Resource links provided by the National Library of Medicine


Arm Intervention/treatment
Active Comparator: Darolutamide (DARO)
Patients will take DARO at a dose of 600 mg (300 mg ×2 tablets) by mouth twice daily beginning on Day 1, of Week 1. Patients will take DARO throughout planned treatment period or withdrawal of consent or progression of disease requiring change in therapy.
Drug: Darolutamide
Patients randomized to darolutamide.
Other Name: Nubeqa

Active Comparator: Enzalutamide (ENZ)
Patients will take ENZ at a dose of 160 mg PO once daily (QD), beginning on Day 1, of Week 1. Patients will take ENZ throughout planned treatment period or withdrawal of consent or progression of disease requiring change in therapy.
Drug: Enzalutamide
Patients randomized to enzalutamide.
Other Name: Xtandi




Primary Outcome Measures :
  1. Change in the maximally changed cognitive domain [ Time Frame: 24 weeks ]
    To compare the effects of treatment with enzalutamide (ENZ) versus darolutamide (DARO) on the cognitive function of men with non-metastatic and metastatic castration-resistant prostate cancer by comparing the change in the maximally changed cognitive domain utilizing Cambridge Neuropsychological Test Automated Battery [CANTAB] cognitive tests from baseline in patients in each study arm.Tests available in the CANTAB battery include tests of learning and executive function; working memory; visual, verbal and episodic memory; and attention, information and processing time.
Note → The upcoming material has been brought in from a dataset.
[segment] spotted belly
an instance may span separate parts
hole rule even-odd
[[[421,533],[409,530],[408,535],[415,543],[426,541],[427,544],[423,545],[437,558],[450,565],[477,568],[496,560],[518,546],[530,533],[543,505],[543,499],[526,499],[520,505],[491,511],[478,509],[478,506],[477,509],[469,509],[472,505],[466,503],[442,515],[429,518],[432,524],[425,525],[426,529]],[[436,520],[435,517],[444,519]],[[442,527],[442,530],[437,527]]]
The maximally changed cognitive domain is defined as the domain most changed from baseline in each individual.


Secondary Outcome Measures :
  1. Crossover from enzalutamide to darolutamide and darolutamide to enzalutamide [ Time Frame: 52 weeks ]

    Proportion of patients crossing over from each treatment arm based on subjective (self-reported, FACT-Cognitive Function [Version 3], FACT-Cog V3, decline by >10 points from baseline score) cognitive effects.

    • Proportion of patients crossing over from each treatment arm based on objective cognitive effects (the Cambridge Neuropsychological Test Automated Battery [CANTAB] , decline by > 30% from baseline on any cognitive domain).
    • Proportion of patients crossing over from ENZ to DARO based on Timed Up and Go (TUG) times >12 seconds or 12 seconds or increase from baseline by >1 second.
    • Proportion of patient crossing over due to neurologic toxicity (fatigue) with a preference to cross over (ENZ or DARO) or severe neurological toxicity [seizures or posterior reversible encephalopathy syndrome PRES]). Cross over for severe neurologic toxicity is allowed for patients on ENZ only.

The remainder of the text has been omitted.